Fig. 2. — **Serum albumin is elevated in clinical plasma IGT, NDD, and DM-MIC CICs.** (A) Bar graph depicts the quantity of serum albumin in CICs from clinical plasma samples. Label-free-based MS quantification of CICs from clinical CON (n = 12), IGT (n = 12), DM (n = 12), DM-MIC (n = 8). Significant difference was calculated by one-way ANOVA and represented at p < 0.0001 (***), p < 0.001 (**). (B) Western blotting analysis was performed using anti-serum albumin antibody to validate mass spectrometric results. Representative blots of two groups from each condition are shown. Bar graph generated and fold change calculated by the antibody signal is represented with respect to control (considered as 1). Values are mean ± S.E. (C) Western blotting analysis for AGE modification of serum albumin in CICs, using Anti-AGE antibodies.
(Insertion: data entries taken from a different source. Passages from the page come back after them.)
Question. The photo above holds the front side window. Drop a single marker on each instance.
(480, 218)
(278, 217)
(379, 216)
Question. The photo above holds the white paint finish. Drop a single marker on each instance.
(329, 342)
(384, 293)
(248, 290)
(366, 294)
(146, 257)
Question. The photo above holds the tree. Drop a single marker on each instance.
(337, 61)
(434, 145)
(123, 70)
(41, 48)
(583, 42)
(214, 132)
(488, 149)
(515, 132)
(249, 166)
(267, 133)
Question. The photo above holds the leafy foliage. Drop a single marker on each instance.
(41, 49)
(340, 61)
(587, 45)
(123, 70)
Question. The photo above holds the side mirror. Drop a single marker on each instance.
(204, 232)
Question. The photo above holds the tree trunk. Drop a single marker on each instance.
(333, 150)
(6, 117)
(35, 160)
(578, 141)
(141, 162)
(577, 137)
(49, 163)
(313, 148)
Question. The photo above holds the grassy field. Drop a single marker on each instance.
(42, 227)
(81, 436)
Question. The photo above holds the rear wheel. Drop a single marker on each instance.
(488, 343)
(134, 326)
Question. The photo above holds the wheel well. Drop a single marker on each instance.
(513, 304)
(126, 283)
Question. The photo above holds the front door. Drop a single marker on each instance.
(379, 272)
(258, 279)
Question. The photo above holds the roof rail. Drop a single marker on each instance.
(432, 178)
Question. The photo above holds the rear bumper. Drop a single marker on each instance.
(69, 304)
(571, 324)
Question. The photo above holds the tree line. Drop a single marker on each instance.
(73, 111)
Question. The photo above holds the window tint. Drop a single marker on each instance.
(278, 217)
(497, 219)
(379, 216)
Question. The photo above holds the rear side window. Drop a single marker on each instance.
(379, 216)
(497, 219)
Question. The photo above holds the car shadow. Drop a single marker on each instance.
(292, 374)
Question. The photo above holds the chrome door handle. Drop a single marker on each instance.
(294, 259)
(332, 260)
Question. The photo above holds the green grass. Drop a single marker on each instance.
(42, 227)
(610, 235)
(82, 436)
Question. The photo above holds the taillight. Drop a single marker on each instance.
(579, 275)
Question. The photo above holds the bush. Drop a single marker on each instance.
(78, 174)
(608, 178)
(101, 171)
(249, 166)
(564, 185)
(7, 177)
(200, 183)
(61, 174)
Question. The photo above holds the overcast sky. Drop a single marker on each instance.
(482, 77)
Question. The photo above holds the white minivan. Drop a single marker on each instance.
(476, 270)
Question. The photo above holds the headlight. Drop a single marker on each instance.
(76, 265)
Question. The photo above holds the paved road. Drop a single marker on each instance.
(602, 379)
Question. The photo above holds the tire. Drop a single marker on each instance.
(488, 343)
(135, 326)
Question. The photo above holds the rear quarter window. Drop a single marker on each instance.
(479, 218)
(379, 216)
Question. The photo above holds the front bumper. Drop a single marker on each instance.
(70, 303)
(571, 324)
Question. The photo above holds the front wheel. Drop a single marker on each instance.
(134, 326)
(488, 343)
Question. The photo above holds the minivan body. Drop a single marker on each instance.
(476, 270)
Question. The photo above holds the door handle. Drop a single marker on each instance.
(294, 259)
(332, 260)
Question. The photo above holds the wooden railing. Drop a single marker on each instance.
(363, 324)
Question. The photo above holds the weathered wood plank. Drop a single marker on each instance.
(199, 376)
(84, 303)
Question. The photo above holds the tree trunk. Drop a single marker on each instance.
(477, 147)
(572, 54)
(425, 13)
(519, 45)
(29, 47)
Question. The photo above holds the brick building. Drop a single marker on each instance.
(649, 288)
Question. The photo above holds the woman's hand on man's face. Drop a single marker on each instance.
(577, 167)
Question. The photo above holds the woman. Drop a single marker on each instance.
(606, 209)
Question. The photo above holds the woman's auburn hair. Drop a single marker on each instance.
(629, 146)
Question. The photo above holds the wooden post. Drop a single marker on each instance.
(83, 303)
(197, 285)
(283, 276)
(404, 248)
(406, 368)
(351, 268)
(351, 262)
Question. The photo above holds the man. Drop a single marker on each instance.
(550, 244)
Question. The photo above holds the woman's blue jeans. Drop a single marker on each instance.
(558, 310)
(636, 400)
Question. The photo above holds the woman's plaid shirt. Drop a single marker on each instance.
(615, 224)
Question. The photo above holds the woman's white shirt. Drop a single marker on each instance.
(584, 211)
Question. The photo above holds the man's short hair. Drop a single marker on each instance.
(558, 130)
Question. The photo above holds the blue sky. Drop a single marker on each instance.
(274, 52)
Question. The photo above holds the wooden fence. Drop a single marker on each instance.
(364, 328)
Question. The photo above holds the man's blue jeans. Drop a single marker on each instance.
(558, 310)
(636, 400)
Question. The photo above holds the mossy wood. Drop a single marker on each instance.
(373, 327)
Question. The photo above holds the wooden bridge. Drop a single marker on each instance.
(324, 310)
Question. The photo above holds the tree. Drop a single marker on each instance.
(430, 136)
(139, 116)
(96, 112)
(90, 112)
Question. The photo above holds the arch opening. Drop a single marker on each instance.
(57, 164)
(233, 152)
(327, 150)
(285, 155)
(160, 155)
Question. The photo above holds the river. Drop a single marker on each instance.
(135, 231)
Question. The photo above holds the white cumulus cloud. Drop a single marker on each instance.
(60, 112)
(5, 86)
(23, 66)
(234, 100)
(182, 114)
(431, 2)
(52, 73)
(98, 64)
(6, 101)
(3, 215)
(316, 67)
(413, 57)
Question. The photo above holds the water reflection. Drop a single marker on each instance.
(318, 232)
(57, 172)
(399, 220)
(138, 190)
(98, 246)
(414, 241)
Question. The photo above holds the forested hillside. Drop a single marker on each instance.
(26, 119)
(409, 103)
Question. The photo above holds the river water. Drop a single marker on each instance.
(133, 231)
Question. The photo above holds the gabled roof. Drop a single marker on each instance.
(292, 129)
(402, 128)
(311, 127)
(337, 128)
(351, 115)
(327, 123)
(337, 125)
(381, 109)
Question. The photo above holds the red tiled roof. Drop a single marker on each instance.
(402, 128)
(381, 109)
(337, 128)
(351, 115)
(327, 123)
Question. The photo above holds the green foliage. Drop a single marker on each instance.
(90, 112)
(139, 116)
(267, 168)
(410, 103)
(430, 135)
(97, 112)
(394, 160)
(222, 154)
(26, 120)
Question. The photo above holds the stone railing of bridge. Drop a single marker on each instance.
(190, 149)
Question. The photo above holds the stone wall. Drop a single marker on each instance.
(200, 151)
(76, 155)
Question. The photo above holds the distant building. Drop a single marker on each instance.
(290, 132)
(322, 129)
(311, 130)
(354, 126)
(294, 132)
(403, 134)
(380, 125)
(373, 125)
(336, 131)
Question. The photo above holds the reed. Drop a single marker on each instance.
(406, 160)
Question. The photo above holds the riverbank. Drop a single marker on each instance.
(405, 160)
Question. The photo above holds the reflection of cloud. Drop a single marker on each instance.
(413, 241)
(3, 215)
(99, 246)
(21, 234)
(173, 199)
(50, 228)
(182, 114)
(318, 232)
Fig. 3. — **Clinical plasma analysis for extent of AGE modification.** (A) Fluorescent AGEs were quantified spectrophotometrically; Bar graph depicts average intensity of fluorescent AGEs. (B) Western blotting analysis of total plasma proteins for AGEs in clinical samples. Bar graph represents fold change in intensity of AGE modification deduced from densitometry. The intensity of control is considered as 1. Values are mean ±S.E. CON (n = 12), IGT (n = 12), NDD (n = 12), DM (n = 12), DM-MIC (n = 10).
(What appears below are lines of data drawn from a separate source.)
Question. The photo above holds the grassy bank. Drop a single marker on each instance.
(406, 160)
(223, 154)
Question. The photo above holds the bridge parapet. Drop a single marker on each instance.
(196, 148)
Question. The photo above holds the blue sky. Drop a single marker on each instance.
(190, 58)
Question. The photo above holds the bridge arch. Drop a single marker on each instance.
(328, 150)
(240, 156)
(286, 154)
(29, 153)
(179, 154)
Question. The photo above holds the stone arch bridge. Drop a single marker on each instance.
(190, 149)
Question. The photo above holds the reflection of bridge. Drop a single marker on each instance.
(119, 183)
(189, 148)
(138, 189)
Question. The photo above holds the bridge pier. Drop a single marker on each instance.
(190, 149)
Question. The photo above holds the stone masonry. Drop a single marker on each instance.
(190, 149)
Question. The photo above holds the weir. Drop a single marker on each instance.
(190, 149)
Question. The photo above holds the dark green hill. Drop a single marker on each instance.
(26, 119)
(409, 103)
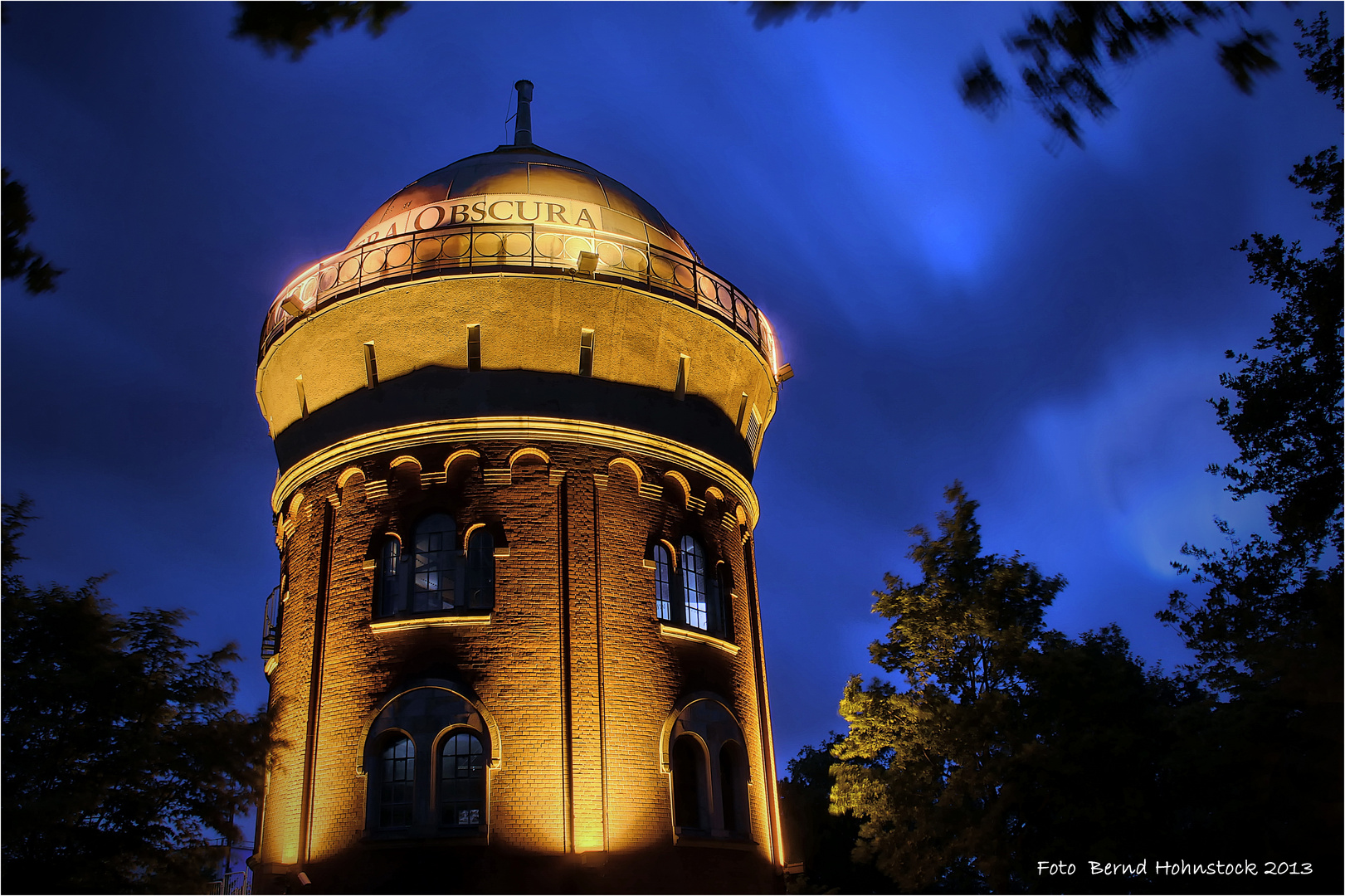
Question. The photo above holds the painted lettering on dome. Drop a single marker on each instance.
(490, 209)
Aminoguanidine Decreased the Levels of Serum Albumin in CICs from Diabetic Plasma

To determine the role of glycation in the formation of immune complex, STZ-induced diabetic mice were treated with or without AMG. AMG decreased HbA1c and plasma AGEs in diabetic mice, as evidenced by fluorescence spectrometric, Western blotting and mass spectrometric analysis (Supplemental Table 2, Figs. 4A, 4B, and 4C). The annotated spectra of AGE-modified peptides from mouse serum albumin and corresponding intensities used to generate the heatmap are provided in Supplemental Data 3 and 4. Mass spectrometric analysis of CICs showed elevated levels of serum albumin in diabetic mice plasma compared to nondiabetic mice plasma. AMG treatment reduced the albumin levels in the CICs of diabetic mice plasma (Fig. 5A). This observation was also evident by Western blotting with anti-albumin antibodies (Fig. 5B). Albumin in the CICs was AGE modified as observed by Western blotting and mass spectrometric analysis (Fig. 5C) (Supplemental Data 5 and 6). The elevated levels of serum albumin in CICs of diabetic mice were accompanied by a decline in plasma albumin levels. However, the decreased plasma albumin levels in diabetes were not restored by AMG treatment (Fig. 5D). In addition to serum albumin, the levels of apolipoprotein E (Apo E) (1.6), carboxylesterase 1C (1.6), and alpha 2 macroglobulin (1.4) were found to be increased in diabetic CICs. Alpha 1 antitrypsin and apolipoprotein A1 (Apo A1) were observed only in the CICs from diabetic mice plasma but not in CICs from plasma of control mice or diabetic mice treated with AMG. The relative fold change of proteins is depicted in Supplemental Fig. 2. Mass spectrometrically identified AGE-modified peptides of the above CIC-associated proteins are listed in Supplemental Data 7 and annotated spectra are represented in Supplemental Data 8.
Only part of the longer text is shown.